PRIMERO.- La parte dispositiva de la Sentencia apelada es del tenor literal siguiente: "FALLO: Que debo condenar y condeno a Baldomero y de Cesareo, como autores responsables de un delito de robo con violencia con uso de instrumento peligroso y de un delito leve de lesiones, sin la concurrencia de circunstancias modificativas de la responsabilidad criminal en el primero, y con la concurrencia de la circunstancia agravante de reincidencia en el segundo, a las penas de: al acusado, Baldomero, por el primer delito, 3 años y 8 meses de prisión, e inhabilitación especial para el ejercicio del derecho de sufragio pasivo durante la condena; y al acusado, Cesareo, por el segundo, 4 años y 6 meses de prisión. Y a ambos acusados, por el delito leve, 2 meses de multa con cuota diaria de 6€ con la responsabilidad personal subsidiaria de un día de privación de libertad por cada dos cuotas impagadas. Así como al pago de las costas procesales causadas por mitad. Debiendo indemnizar, conjunta y solidariamente, a Héctor en la suma de 525€ por las lesiones y en 221€ por las gafas sustraídas y no recuperadas".

SEGUNDO.- Admitido/s el/los recurso/s se remitieron las presentes actuaciones originales a esta Audiencia Provincial, tramitándose en legal forma, sin celebrarse vista pública al no haberla solicitado la parte recurrente ni estimarla necesaria el Tribunal.

TERCERO.- En la tramitación y celebración del presente recurso se han observado las prescripciones legales exigidas al efecto.

Hechos

SE ACEPTA el relato de hechos probados de la Sentencia apelada, del que únicamente se elimina la mención a "encontrándose en las inmediaciones de la plaza Sant Jordi de Martorell", debida sin duda a error material en el tratamiento de textos, por lo que expresará:

"Probado y así se declara que los acusados, Baldomero, mayor de edad y sin antecedentes penales, y Cesareo, mayor de edad y condenado ejecutoriamente en virtud de sentencia firme de 7/1/20 como autor de un delito de robo con violencia o intimidación y de un delito leve de lesiones, entre otras, a la pena de 15 meses de prisión y 2 meses de multa respectivamente, sobre las 20h del día 12 de mayo de 2020, actuando de común acuerdo tanto en la acción como en el propósito de obtener un beneficio económico, , se aproximaron a Héctor, que se hallaba sentado en un banco de la calle Rocafort 85 de Barcelona y, tras pedirle que les diera un cigarro y ante la negativa de aquél, el acusado, Cesareo, sacó una defensa extensible y golpeó con la misma repetidamente a Héctor haciéndole caer al suelo, momento en que el acusado, Baldomero, aprovechó para registrarle sus pertenencias apoderándose de unas gafas, huyendo acto seguido del lugar ambos acusados.

Como consecuencia de estos hechos, Héctor, sufrió lesiones consistentes en contusiones y erosiones varias, traumatismo craneoencefálico y contusión parietal derecha, lesiones que requirieron para su curación de una primera asistencia facultativa, así como 15 días no impeditivos para sus ocupaciones habituales.

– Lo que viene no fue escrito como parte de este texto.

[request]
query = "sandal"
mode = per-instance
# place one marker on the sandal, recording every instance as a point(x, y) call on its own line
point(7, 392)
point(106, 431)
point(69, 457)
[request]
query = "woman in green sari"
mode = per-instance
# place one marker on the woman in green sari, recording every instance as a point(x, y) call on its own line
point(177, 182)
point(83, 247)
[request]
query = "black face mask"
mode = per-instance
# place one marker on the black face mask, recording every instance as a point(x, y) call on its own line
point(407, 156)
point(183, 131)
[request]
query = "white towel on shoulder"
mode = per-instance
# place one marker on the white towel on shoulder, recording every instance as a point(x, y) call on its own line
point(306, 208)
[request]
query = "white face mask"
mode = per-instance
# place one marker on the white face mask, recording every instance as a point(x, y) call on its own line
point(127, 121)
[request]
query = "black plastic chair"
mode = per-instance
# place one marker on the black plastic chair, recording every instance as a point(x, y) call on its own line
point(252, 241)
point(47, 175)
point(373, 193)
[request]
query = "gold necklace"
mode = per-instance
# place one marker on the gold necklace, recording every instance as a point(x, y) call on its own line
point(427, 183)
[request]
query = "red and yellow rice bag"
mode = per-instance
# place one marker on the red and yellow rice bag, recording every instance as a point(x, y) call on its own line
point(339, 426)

Las gafas sustraídas y no recuperadas han sido tasadas pericialmente en 221€.

El perjudicado reclama."

Fundamentos

PRIMERO.- Se aceptan asimismo los fundamentos jurídicos que se contienen en la Sentencia recurrida, a los que se añaden los que siguen.

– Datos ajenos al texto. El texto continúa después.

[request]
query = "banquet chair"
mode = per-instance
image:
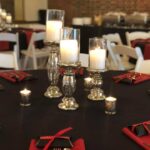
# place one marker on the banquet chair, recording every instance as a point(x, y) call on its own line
point(83, 58)
point(117, 53)
point(136, 35)
point(143, 66)
point(113, 37)
point(34, 53)
point(9, 59)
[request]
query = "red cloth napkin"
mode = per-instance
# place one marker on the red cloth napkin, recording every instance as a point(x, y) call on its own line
point(143, 141)
point(14, 76)
point(131, 78)
point(77, 145)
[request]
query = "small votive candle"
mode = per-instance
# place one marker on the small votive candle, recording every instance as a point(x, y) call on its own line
point(110, 105)
point(25, 97)
point(88, 82)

SEGUNDO.- Las representaciones procesales de Baldomero y de Cesareo, ambos condenados ante el Juzgado de lo Penal, convergen en el argumento central y principal de sus respectivos recursos de apelación sosteniendo lo que estiman errónea valoración probatoria que ha conducido a ese pronunciamiento, con infracción de la presunción constitucional de inocencia.

Sin entrar en la controversia acerca de si en nuestro ordenamiento jurídico la segunda instancia viene configurada como un novum iudicium o como una revisión de la anterior ( revisio prioris instantie), queda en todo caso limita el ámbito de la apelación a idéntico material que el aportado y valorado en el órgano jurisdiccional de origen, con la única excepción de aquella probanza apta y pertinente para desarrollarse en la alzada.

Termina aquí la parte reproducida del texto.